On the ghetto-ass streets of Laredo....

Jun 28, 2005 08:53


Jordan, remind me again, why is it that should I want to go

So January of this year I stumble upon an article about Laredo on the front page of the NY Times. Then BBC did a report on my home town as well. This week I hear our mayor was on Lou Dobbs Tonight. THEN I find this article in today's issue of the NY Times.

All about the escalating drug/gang-related violence in Laredo & Neuvo Laredo.

June 28, 2005 Mexican Forces Rescue Dozens Apparently Held by Kidnappers

By GINGER THOMPSON

MEXICO CITY, June 27 - Hundreds of federal agents sent to bring order to the crime-plagued Mexican border city of Nuevo Laredo have rescued 43 people who appeared to have been kidnapped and held in two houses in a poor neighborhood of the city, the Mexican authorities said Monday.
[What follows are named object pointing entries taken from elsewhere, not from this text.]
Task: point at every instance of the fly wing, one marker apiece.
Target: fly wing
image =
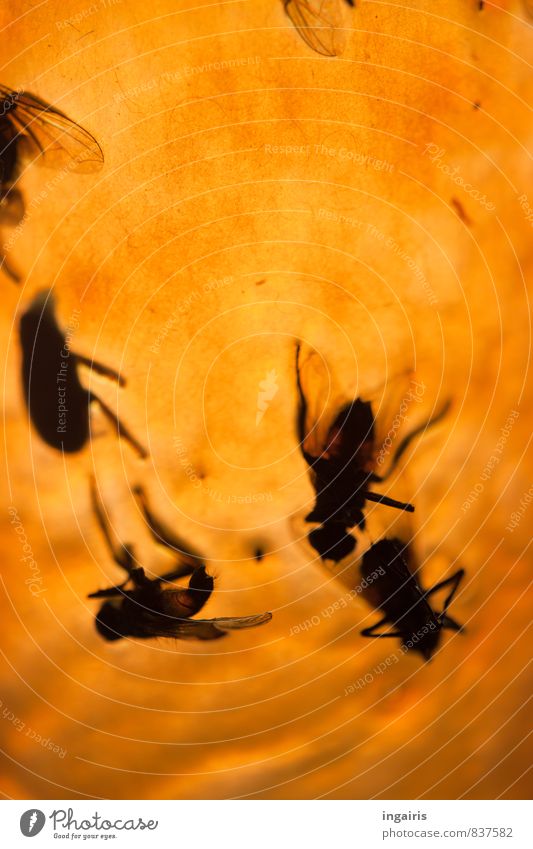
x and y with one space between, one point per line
46 131
202 629
318 23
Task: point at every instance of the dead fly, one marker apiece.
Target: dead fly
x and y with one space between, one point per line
319 24
156 607
344 472
406 606
31 129
57 402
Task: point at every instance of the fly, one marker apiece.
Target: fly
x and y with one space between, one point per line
31 129
145 607
344 473
57 402
406 605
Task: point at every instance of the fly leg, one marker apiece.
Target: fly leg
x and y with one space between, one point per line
454 582
370 632
163 535
121 429
121 554
406 442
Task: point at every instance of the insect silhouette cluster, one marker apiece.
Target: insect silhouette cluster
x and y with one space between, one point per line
343 474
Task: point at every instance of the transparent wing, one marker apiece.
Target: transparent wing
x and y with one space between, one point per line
45 131
206 629
318 23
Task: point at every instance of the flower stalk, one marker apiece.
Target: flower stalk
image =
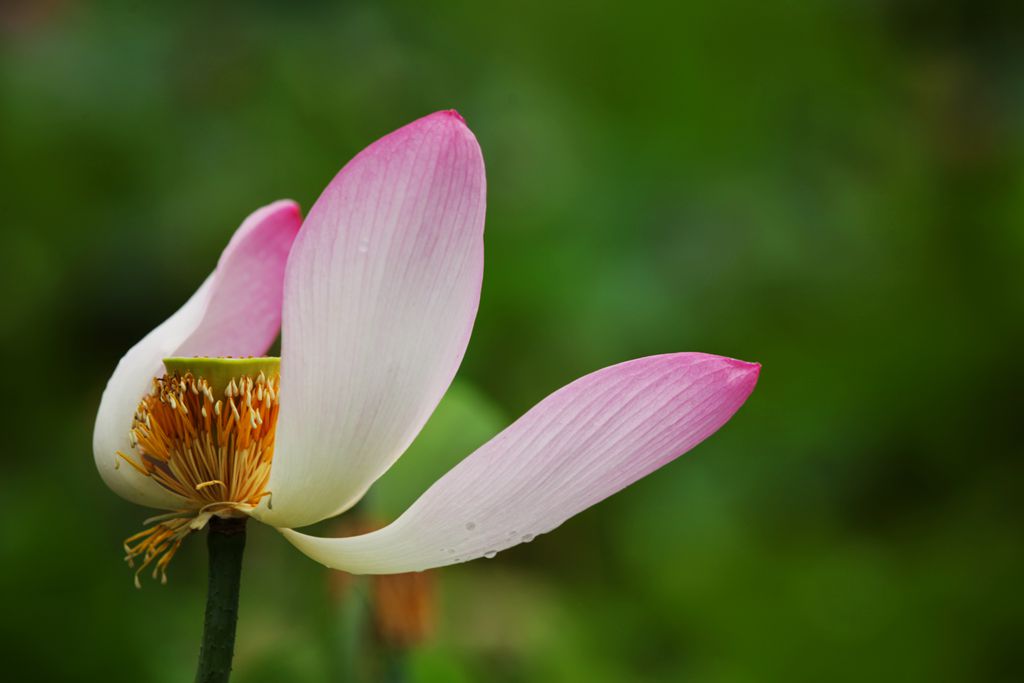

The rescues of 37 men and 6 women were made Sunday night, they said, when at least 200 federal police officers and soldiers conducted raids on three houses in a notorious neighborhood of government-financed housing. They were met with grenade and automatic fire by at least three men identified as kidnappers, who were taken into custody.

The authorities said agents had found 10 people they believed were held prisoner in one house and 33 in another. Some of them were bound and gagged with duct tape, at least two were naked, and one showed signs of having been tortured.

Some of the people in the houses told the authorities that they had been held for as long as three months.

The federal authorities provided names and ages of those found but would not would not give additional information, saying some could be members of rival drug gangs or kidnappers hiding among the victims. At least three were minors.

Rene Salinas, an F.B.I. agent monitoring the situation from the American side of the border, said: "We still do not know who these people are. But it was clear that some of them were being held against their will."

A wave of drug-related crime has pushed Nuevo Laredo close to anarchy. The city of 300,000 people across the Rio Grande from Laredo, Tex., has been overwhelmed by clashes among rival drug organizations fighting for control of the lucrative drug routes through this region.

Human rights investigators said about 65 people, including the city's last two police chiefs, have been killed in drug-related violence this year. United States diplomats had reported that more than 30 Americans had been killed or kidnapped in the city in the last nine months.

Relatives of the missing Americans gathered after midnight Sunday at a Denny's Restaurant in Laredo and waited past 3 a.m. Monday before finding out that their loved ones were not among those rescued. William Slemaker, whose 27-year-old daughter, Yvette Martinez, has been missing for 10 months, said, though, that the raids had given him his first hope that the authorities might eventually find her.

"I am actually not disappointed at all," he said in a telephone interview. "I've always said that there are hundreds of Mexicans missing over there, and that if the authorities look for their people, they will find ours too."

More than 100 people stood vigil outside a military installation in Nuevo Laredo, waiting for word about whether their missing relatives were among those rescued. A list released late Monday afternoon brought tears of joy to some and despair to others.

Two weeks ago, President Vicente Fox sent 1,000 troops and federal agents to eight cities along the border to crack down on fighting among rival drug organizations and restore order. The largest contingent was sent to Nuevo Laredo, where the violence has escalated the fastest and where the authorities believe the municipal police have served as lookouts and hit men for the drug gangs.

At the start of the special federal operation, the mayor of Nuevo Laredo suspended the entire municipal police force of about 730 officers pending drug and polygraph tests. So far, about 100 have been fired.

But the killings continue. On Monday, the violent death toll in Nuevo Laredo rose by three, including a 15-year-old boy.

The raids on Sunday uncovered more evidence of trouble in Nuevo Laredo's police force. In a news conference on Monday, Ministry of Public Security officials said some of those rescued had reported that they had been kidnapped by the municipal police and turned over to a feared group of gunmen, called the Zetas. The group, organized and trained by former special forces officers, work as the enforcement arm of the powerful Gulf Cartel, which is struggling to fend off challenges by rival drug groups, led by Joaquín (El Chapo) Guzmán.

"The insecurity is the result of a series of factors, among them are levels of impunity that have weakened local police," said Gilberto Higuera Bernal, a federal prosecutor. "There must be conditions created so that state and local police take charge of public security."

James C. McKinley Jr. contributed reporting for this article.

My mom was definitely right when she said I'd be safer in Istanbul.